Hello I’m Harry Riley

Welcome to Harry’s Five-Minute-Rant

‘Will a new phoenix rise from the ashes of Corus?’

‘We live in a land of free enterprise.’ What a sick laugh!

We really live in a land of get and grab, a land full of weak politicians who cannot see further than the end of their nose. They sell off the family silver and then offer useless platitudes when things go belly-up! Such as this latest Corus screw-up in the North-East. God knows, the politicians must have foreseen the likelihood of this sort of thing happening when Corus was initially sold off to a foreign company. There have been a great many industrial precedents; Rover is a prime example.
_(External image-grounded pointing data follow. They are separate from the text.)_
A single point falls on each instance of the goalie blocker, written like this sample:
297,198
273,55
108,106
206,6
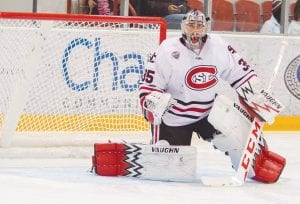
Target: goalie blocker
255,160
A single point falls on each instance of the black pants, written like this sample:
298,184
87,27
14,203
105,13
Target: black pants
182,135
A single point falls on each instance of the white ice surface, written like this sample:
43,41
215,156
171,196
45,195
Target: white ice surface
25,179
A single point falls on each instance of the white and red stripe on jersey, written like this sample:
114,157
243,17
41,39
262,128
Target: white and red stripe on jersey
192,78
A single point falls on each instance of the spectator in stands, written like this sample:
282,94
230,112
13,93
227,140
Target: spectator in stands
294,27
172,10
273,24
99,7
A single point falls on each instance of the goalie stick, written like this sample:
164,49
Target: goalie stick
251,144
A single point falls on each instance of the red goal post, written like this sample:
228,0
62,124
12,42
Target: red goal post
65,73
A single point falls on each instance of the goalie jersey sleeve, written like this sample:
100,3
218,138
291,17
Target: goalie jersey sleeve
192,79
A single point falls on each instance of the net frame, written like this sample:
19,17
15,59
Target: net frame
10,128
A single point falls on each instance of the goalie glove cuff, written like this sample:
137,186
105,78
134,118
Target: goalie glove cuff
156,104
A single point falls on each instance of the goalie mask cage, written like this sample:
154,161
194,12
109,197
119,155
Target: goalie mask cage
72,75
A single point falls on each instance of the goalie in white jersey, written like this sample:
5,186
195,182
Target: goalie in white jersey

Why couldn’t our business Tzars have had the foresight to put in some protective stipulations such as not allowing companies to close down vital plants in this country while plans are in place to build in their own or other countries. What beats me is that often these foreign firms are given incentives to take over ailing UK companies, so why can we not ask that these handouts be given back if and when they decide to close down, if only to help ease the pain of redundancy.

I understand it cannot be done if the proprietors have gone into liquidation but that is not always the case, as with the Corus owners. Workers in the North-East Region are tough and resourceful and will take this closure on the chin as they always do but the bitter memories will surely live on.

I worked in Consett County Durham for a year in the mid eighties, commuting backwards and forwards from Nottingham every day and got to know some of those straight talking folk. They are gritty hard-workers who’ve had a raw deal and deserve better. I despair of the many gutless wonders we have now at the helm in politics. Other countries try and protect their own industries so why can’t we.

After the last war this seemed to me to be a land full of hope but I have to say it is now a land where our so-called-leaders make big mistakes through complacency and

through addressing issues only on a short term-day-to-day re-active basis. Where are the pro-active, inspirational leaders who can lift us out of this quagmire of misery, doubt and despair?

I really thought Tony Blair was going to guide us to a bright new future but he turned out to have feet of clay just like all the rest. Some industries are just too important to this

country’s survival that they should never have been put at the mercy of free market conditions. The Railways and the Royal Mail should never have been privatised. Look what it’s doing to our rural communities. Talk about a land fit for hero’s! My dad’s family were miners and voted Labour.

It was the only party for the ordinary workingman. When I first got the vote I was also proud to join them and vote Labour but not anymore New Labour or Old Labour, it can go shove it’s vote where monkeys shove their nuts for all I care! I suspect I’m now like a lot of other people of my generation, Disgusted and disenfranchised with the whole political process. It seems we are hurtling back to the soup kitchens of the thirties.